Once again, former vice president Joe Biden is very, very sorry.
Biden seems to have spent much of the time since he declared his candidacy for the 2020 Democratic presidential nomination apologizing. He has tried to make amends for his habit of touching women in ways that made many of them uncomfortable. He’s done countless mea culpas for his role in questioning Anita Hill. He’s apologized for his role in shepherding the 1994 Violent Crime and Law Enforcement Act to passage. And lately he’s been making the rounds among African-American leaders, accounting for his comments that some Senate segregationists were not only civil but people with whom more-enlightened people like himself could do business.
That last apology is perhaps the most significant. Biden’s initial reaction to being beaten up by Cory Booker over his cordial relations with such senators was to point out indignantly that that is how democracy works.

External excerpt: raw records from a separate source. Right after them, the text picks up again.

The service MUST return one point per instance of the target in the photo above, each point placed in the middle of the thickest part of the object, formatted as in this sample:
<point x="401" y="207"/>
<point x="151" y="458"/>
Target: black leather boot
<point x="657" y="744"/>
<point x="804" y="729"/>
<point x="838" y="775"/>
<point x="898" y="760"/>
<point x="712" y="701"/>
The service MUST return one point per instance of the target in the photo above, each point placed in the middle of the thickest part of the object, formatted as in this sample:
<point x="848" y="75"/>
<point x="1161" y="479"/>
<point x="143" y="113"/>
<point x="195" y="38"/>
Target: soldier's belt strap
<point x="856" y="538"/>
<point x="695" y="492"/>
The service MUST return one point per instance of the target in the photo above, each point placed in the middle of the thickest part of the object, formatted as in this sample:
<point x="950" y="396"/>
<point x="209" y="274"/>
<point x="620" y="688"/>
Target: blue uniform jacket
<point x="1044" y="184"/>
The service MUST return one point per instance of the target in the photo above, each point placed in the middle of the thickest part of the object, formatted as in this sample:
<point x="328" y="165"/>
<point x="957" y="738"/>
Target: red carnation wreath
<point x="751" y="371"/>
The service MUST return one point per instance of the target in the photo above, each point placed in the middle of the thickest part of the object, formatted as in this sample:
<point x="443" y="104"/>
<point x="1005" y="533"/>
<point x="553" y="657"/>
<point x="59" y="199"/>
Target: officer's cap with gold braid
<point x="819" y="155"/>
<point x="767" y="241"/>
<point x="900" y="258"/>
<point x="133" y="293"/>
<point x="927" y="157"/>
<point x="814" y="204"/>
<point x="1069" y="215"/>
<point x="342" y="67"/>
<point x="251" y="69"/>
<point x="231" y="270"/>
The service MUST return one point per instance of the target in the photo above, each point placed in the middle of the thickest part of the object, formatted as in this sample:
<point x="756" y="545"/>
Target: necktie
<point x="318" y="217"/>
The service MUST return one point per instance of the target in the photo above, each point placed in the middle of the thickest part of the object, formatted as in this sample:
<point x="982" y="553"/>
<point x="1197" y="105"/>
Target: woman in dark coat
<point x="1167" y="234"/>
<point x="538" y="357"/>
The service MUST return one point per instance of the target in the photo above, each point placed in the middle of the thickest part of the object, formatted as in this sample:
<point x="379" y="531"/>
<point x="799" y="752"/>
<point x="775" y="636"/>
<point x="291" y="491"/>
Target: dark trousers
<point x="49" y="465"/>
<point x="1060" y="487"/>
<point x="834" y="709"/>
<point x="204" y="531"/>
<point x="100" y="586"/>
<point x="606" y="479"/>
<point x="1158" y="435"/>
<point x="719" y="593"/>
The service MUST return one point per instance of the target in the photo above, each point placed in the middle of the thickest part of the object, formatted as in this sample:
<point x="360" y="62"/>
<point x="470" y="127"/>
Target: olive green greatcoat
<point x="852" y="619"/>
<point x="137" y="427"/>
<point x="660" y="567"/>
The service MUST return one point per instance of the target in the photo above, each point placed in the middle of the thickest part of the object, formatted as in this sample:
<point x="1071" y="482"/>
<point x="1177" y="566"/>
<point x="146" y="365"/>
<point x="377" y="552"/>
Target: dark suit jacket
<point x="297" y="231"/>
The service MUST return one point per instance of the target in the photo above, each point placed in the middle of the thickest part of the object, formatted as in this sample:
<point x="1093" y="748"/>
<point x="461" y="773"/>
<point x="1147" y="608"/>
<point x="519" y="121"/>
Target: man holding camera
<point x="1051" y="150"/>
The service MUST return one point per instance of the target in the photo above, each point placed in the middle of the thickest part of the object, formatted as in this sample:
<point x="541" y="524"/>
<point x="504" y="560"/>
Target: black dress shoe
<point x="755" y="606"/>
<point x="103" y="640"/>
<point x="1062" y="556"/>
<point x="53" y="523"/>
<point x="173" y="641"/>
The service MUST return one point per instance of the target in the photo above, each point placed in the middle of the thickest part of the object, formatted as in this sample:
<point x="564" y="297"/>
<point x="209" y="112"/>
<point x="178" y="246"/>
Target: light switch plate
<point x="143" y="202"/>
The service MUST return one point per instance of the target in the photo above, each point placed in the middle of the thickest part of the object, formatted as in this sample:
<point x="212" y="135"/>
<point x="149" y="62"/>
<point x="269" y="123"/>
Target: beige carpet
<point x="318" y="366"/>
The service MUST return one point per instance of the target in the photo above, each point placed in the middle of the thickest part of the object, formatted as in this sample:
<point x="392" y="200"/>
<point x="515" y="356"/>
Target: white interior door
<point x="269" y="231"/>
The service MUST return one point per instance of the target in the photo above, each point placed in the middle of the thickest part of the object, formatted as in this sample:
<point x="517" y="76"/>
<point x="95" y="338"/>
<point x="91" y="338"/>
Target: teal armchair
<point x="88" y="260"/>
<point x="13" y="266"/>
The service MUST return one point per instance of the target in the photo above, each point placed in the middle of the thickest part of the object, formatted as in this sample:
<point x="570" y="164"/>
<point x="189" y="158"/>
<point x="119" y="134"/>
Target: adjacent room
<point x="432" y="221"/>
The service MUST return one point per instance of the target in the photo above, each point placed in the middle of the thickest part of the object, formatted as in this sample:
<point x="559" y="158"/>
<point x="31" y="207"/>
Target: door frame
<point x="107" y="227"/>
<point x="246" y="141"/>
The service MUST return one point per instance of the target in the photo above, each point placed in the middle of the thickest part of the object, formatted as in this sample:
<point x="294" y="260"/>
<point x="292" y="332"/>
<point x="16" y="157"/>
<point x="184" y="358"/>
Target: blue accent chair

But after being ambushed by Kamala Harris during the first round of Democratic presidential debates over his opposition to forced busing in the 1970s, Biden folded. Rather than defend what were, by any reasonable standard, unexceptionable remarks, the Democratic front-runner said that he was “wrong” to say it, expressed “regret,” and said he was sorry for the “pain” he had caused to those who think being cordial to political opponents nearly a half-century ago is an intolerable offense.
Many moderate and establishment Democrats are holding onto the belief that Biden’s electability — not only does he remain ahead in all of the polls of Democratic presidential candidates, but he is also the only one who has a statistically significant lead over Donald Trump — is the only thing that matters about his candidacy.
But Biden’s recent slippage in both the polls and public perception has undermined the idea that he is the inevitable nominee, and his unwillingness to ignore or refute criticisms from the left may also damage his electability. If Biden can’t stand up to attacks from the left from Democratic rivals, how will he possibly withstand the inevitable avalanche of abuse he’s likely to receive from Trump in a general-election campaign? Just as important, if he eventually feels obliged to kowtow to the retrospective leftist critique of his long political career, in what sense can he still be said to represent the views of the working-class Democrats who voted for Trump in 2016?
Biden and his team now realize that what some were calling a “Rose Garden” strategy, according to which he sought to transcend intraparty rivalries, isn’t working and that he needs to be more aggressive. But they also still seem to think that apologizing for whatever it is the Left is needling him about is the only way to survive primaries in which the party’s liberal-activist base will be decisive.
The good news for Biden is that he seems to be maintaining strong support among African-American voters. That’s particularly true in South Carolina, an early-primary state where the black community will largely decide victory.
Biden is benefitting from the abiding affection African Americans have for his former boss, President Barack Obama. That’s important for a Biden campaign that is rolling in money, 100 percent name recognition, and a sense of inevitability.
But there are two problems facing Biden that cast a shadow on the optimism felt by his supporters.
The first is that although he emerged from his awful performance in the first debates holding a lead in all the polls, Biden has yet to go more than a week or two without some negative story or gaffe putting him on his heels. Biden’s history as a national candidate in the past was one largely characterized by mistakes, and the pattern has repeated itself in his latest try for the presidency. Another bad debate or forced apology could for the first time cause him to fall behind a major rival or two in the polls.
The other problem facing Biden: the rules the Democrats have set for the primaries.
The huge field of contenders — most of whom have no real chance of winning the nomination — would seem to give the front-runner an advantage. But the new rules that apportion delegates proportionately will preclude Biden from rolling up delegate totals that could end the contest before it really begins, as Donald Trump did among Republicans in 2016 without winning a majority in any of the early states.
Biden needs to wrap up the nomination early. Though he may be the choice of the same establishment that imposed Hillary Clinton on the Democrats in 2016, their ability to pull off the same kind of trick in a party that leans more to the left than before is questionable. The resentment of the activist wing of the party that looks to figures such as Representative Alexandria Ocasio-Cortez for inspiration against Biden should not be underestimated. That will make it harder for him to sweep aside the remaining left-wing competitors even after the field is winnowed down.
For now, Biden’s apologies and the memory of his loyalty to Obama have allowed him to stay atop the polls. But as the mistakes and the apologies add up, the easy path to the nomination he envisioned when he declared his candidacy might be vanishing.